Quantifying extent of meningioma preoperative embolization through volumetric analysis: A retrospective case series

Author:

Faulkner Denzel E.12ORCID,Feng Rui3ORCID,Matsoukas Stavros3ORCID,Odland Ian C.23,Philbrick Brandon3,Gutzweiller Eveline3,Tabani Halima3,Bruhat Alexis23,Kwon Fred23ORCID,Baker Turner S.234,Schlachter Leslie1,Oemke Holly1,Kellner Christopher3,Mocco J3,Fifi Johanna3,Shigematsu Tomoyoshi3ORCID,Majidi Shahram3,Shoirah Hazem3,Leacy Reade De3,Berenstein Alejandro3,Shrivastava Raj3,Dunn Stanley1,Bederson Joshua3,Rapoport Benjamin I.23

Affiliation:

1. Biomedical Engineering, Rensselaer Polytechnic Institute, Troy, NY, USA

2. Mount Sinai BioDesign, Icahn School of Medicine at Mount Sinai, Mount Sinai Hospital, New York, NY, USA

3. Department of Neurosurgery, Icahn School of Medicine at Mount Sinai, Mount Sinai Hospital, New York, NY, USA

4. Department of Health Science & Policy, Icahn School of Medicine at Mount Sinai, Mount Sinai Hospital, New York, NY, USA

Abstract

Background Endovascular embolization is an adjunct to meningioma resection. Isolating the effectiveness of embolization is difficult as MR imaging is typically performed before embolization and after resection, and volumetric assessment of embolization on 2D angiographic imaging is challenging.
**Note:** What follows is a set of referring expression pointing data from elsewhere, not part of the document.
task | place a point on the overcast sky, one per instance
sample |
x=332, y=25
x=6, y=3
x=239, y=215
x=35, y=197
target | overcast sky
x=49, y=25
We investigated the correlation between 2D angiographic and 3D MR measurements of meningioma devascularization following embolization. Methods We implemented a protocol for postembolization, preresection MRI. Angiographic devascularization was graded according to reduction of tumor blush from 1 (partial embolization) to 4 (complete embolization with no residual circulation supply). Volumetric extent of embolization was quantified as the percent of tumor contrast enhancement lost following embolization. Tumor embolization was analyzed according to tumor location and vascular supply. Results Thirty consecutive patients met inclusionary criteria. Grade 1 devascularization was achieved in 7% of patients, grade 2 in 43%, grade 3 in 20%, and grade 4 in 30%. Average extent of embolization was 37 ± 6%. Extent of tumor embolization was low (<25%) in 40%, moderate (25%–75%) in 40%, and high (>75%) in 20% of patients. Convexity, parasagittal/falcine and sphenoid wing tumors were found to have distinct vascular supply patterns and extent of embolization. Angiographic devascularization grade was significantly correlated with volumetric extent of tumor embolization ( p < 0.001, r = 0.758). Conclusion This is the first study to implement postembolization, preoperative MRI to assess extent of embolization prior to meningioma resection. The study demonstrates that volumetric assessment of contrast reduction following embolization provides a quantitative and spatially resolved framework for assessing extent of tumor embolization.